Prolonged stalemate put at 59%, seen as worst case for South Korea
Claude assigned a 22% probability to a full-scale war and 19% to a dramatic negotiated breakthrough. The highest probability — 59% — was a prolonged stalemate. It described that outcome as a “gray zone” in which no one clearly loses, but everyone absorbs slow damage.For South Korea, the simulation called it the worst scenario. If the stalemate lasts more than six months, it projected West Texas Intermediate crude would settle at $140 to $150 a barrel. Domestic gasoline prices were projected to rise to around 2,700 won per liter, and South Korea’s annual energy import bill to increase by as much as $42 billion.
The cost shock to manufacturing was described as severe. Claude projected that in four strategic sectors — petrochemicals, refining, shipping and aviation — cumulative operating losses over six months could reach up to 12 trillion won. Automakers and semiconductor firms were also projected to see operating profit fall by more than 15% due to indirect effects such as higher logistics costs, while the 2026 GDP growth outlook was projected to slip from 1.7% to the low 1% range.
In the AI’s framing, institutionalized uncertainty reduces Trump’s political burden and lets Iran’s military keep leverage, while energy-dependent countries such as South Korea face economic bleeding under what it called the “cost of alliance.” Claude warned again that South Korea’s most dangerous moment is when this neither-war-nor-peace condition becomes a “new normal.”
Expert: “It’s impossible to predict” — prepare for every scenario
The AI war game was launched because the real-world situation is hard to forecast. In a phone interview with the newspaper, In Nam-sik, a professor at the Korea National Diplomatic Academy, compared the U.S.-Iran standoff to “watching a soccer broadcast.” The sides may be passing the ball around the center circle, he said, but no one can predict when a sudden play will produce a shot.On Trump’s sudden ceasefire declaration, In said the constant shifts and lack of consistency “could itself be a negotiating strategy,” but added, “I don’t know what the real intention is.” Iran, he said, is also sending mixed messages. “Normally, messages should be consistent and war aims clear, but right now both sides keep going back and forth,” he said, adding that he doubts anyone can explain the situation precisely.

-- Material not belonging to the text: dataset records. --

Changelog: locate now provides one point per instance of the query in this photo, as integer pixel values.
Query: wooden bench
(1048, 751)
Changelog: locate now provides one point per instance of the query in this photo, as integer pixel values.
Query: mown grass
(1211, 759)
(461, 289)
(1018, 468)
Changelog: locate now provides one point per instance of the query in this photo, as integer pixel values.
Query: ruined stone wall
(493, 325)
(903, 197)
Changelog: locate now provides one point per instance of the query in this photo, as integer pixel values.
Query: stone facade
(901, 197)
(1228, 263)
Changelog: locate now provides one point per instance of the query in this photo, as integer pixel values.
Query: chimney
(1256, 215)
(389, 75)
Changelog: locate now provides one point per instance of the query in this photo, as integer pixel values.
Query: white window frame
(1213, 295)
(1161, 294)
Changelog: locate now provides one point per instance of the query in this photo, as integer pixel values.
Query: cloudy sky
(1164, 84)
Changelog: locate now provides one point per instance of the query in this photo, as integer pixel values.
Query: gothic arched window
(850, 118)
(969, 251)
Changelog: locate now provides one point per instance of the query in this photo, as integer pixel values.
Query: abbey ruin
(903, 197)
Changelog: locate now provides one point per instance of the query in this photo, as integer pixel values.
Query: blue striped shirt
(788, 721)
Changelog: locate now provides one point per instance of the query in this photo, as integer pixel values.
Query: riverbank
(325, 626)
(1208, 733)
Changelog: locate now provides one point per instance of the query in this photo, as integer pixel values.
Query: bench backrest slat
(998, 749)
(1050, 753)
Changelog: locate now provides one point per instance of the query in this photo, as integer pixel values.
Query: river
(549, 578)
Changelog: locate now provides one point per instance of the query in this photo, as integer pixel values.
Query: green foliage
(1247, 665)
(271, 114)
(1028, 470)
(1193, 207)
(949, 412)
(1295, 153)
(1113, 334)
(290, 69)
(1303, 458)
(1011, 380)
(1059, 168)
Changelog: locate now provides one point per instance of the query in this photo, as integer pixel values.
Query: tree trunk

The current environment, he said, could swing quickly on a single decision by leaders — toward a breakthrough or toward disaster. Still, the article said one point is clear: as the AI warned, economic bleeding from an oil shock has already begun.
Fatih Birol, executive director of the International Energy Agency, warned that the crisis is “the biggest in history, more severe than the 1973 and 1979 oil shocks and the 2022 Ukraine war combined.” He said a closure of the Strait of Hormuz has halted 20% of global energy flows, and that restoring disrupted output of 13 million barrels a day would take more than two years.
The exercise sought to fill what it described as a gap in expert forecasting by using AI to map a “worst path.” The 59% stalemate estimate is not a fixed future. But the article said experts’ caution and the AI’s warning converge on one point: for South Korea, institutionalized uncertainty — neither war nor peace — could be more damaging than a full-scale war.
* This article has been translated by AI.